Peter McIntyre was a cantankerous old miner who opened a ramshackle and remote gas station on Highway 91 at the Nevada-California state line, 40 miles southwest of Las Vegas, in the 1920s. He did sell gasoline, but there was so little traffic that he supplemented his income by operating a whiskey still, rumored to be in a cave across the road from the gas station. Pete was hard to miss in his 10-gallon hat, with two six-shooters strapped around his waist. It's said that he subtly advertised his illegal wares with the name Whiskey Pete's on the gas station sign.

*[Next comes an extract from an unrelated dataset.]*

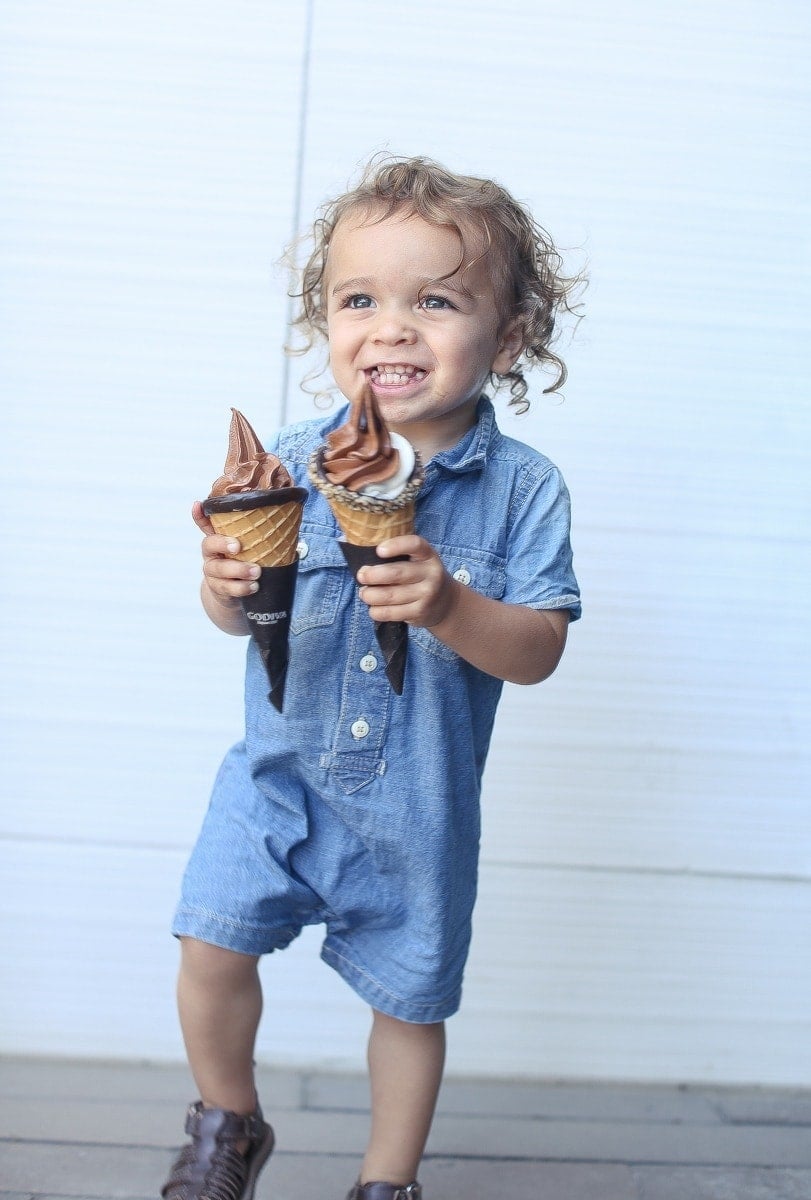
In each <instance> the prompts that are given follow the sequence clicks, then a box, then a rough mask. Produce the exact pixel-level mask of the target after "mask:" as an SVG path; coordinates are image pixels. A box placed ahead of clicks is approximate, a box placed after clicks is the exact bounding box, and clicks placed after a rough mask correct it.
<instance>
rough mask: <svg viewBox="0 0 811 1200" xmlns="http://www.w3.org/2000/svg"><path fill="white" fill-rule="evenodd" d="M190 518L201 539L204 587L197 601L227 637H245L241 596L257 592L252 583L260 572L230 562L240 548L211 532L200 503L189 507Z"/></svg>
mask: <svg viewBox="0 0 811 1200" xmlns="http://www.w3.org/2000/svg"><path fill="white" fill-rule="evenodd" d="M192 517H193V520H194V524H196V526H197V527H198V529H202V530H203V533H204V534H205V538H204V539H203V547H202V548H203V583H202V584H200V599H202V601H203V607H204V608H205V612H206V614H208V616H209V618H210V619H211V620H212V622H214V623H215V625H216V626H217V629H222V630H223V632H226V634H236V635H244V634H247V632H248V623H247V619H246V617H245V613H244V611H242V606H241V604H240V599H241V596H247V595H251V593H253V592H256V590H257V584H256V583H254V582H253V581H254V580H257V578H258V577H259V568H258V566H256V565H254V564H252V563H240V562H239V559H236V558H232V554H235V553H236V552H238V551H239V548H240V544H239V541H236V540H235V539H233V538H223V536H222V535H221V534H217V533H215V532H214V526H212V524H211V522H210V521H209V518H208V517H206V516H205V515H204V512H203V505H202V504H200V503H199V500H196V502H194V505H193V506H192Z"/></svg>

Pete told his pals that when he died, he wanted to be buried standing up, facing the highway, hat on his head and guns in his belt, with a gallon of whiskey at his feet. His friends tried to accommodate Pete's wishes, but they were on death's door themselves and the desert defeated the letter of the request, though they apparently managed to fulfill the spirit of it -- by burying him in a slightly tilted grave (or so we've read), although accounts vary with regard to the whiskey: Some say he was found with an empty bottle in his lap; others say he wasn't.
The gas station was bought and sold several times after Pete died of miner's lung in 1933. But just the Mobil station existed at the state line when Ernie Primm arrived in the 1950s and filed a claim for the water rights on 400 acres in the vicinity. After satisfying the Bureau of Land Management's homesteading requirements, Primm expanded the gas station, added a 12-room motel, and opened a bar with slot machines. The business kept growing, until the Primms opened Whiskey Pete’s in 1977, the first of three casinos destined for State Line. The name wasn't changed to Primm until 1996, however, a decision that was made in order to avoid confusion with Stateline in northern Nevada.
From the start, Whiskey Pete’s Hotel-Casino was meant to be a highly visible landmark, with soaring towers and a castle exterior, even though the interior theme has always been strictly wild wild west.
Castles in the west aren’t particularly unusual. It’s possible that the Primms modeled their casino, to a certain extent, on Scotty’s Castle at Death Valley Ranch, 60 miles northwest in Death Valley National Park. There’s also the Hearst Castle in San Simeon, Calif., Vikingsholm Castle at Emerald Bay, Lake Tahoe, and dozens of others in California alone (check out dupontcastle.com/castles for thousands of examples all over the U.S., if castles are your thing).
Whiskey Pete’s castle theme also lends itself to marketing hyperbole, of course, such as "amenities fit for a king."
In 1994, construction workers uncovered a grave site while working across the road from the casino; reportedly, it was Whiskey Pete himself. The accidentally exhumed body was moved to a new resting place and Pete is now said to be buried in one of the caves where he formerly cooked up his moonshine. Primm marketing materials claim that the his ghost continues to watch over the property. If so, he's no doubt a little amazed at the 12 million gallons of gas the Mobil and Unocal stations pump every year, not to mention the three casinos, roller coaster, Ferris wheel, factory outlet mall, and a recently upgraded convenience store -- situated in California -- that sets records year after year for the number of California lottery tickets it sells (on account of Nevada not having a state lottery).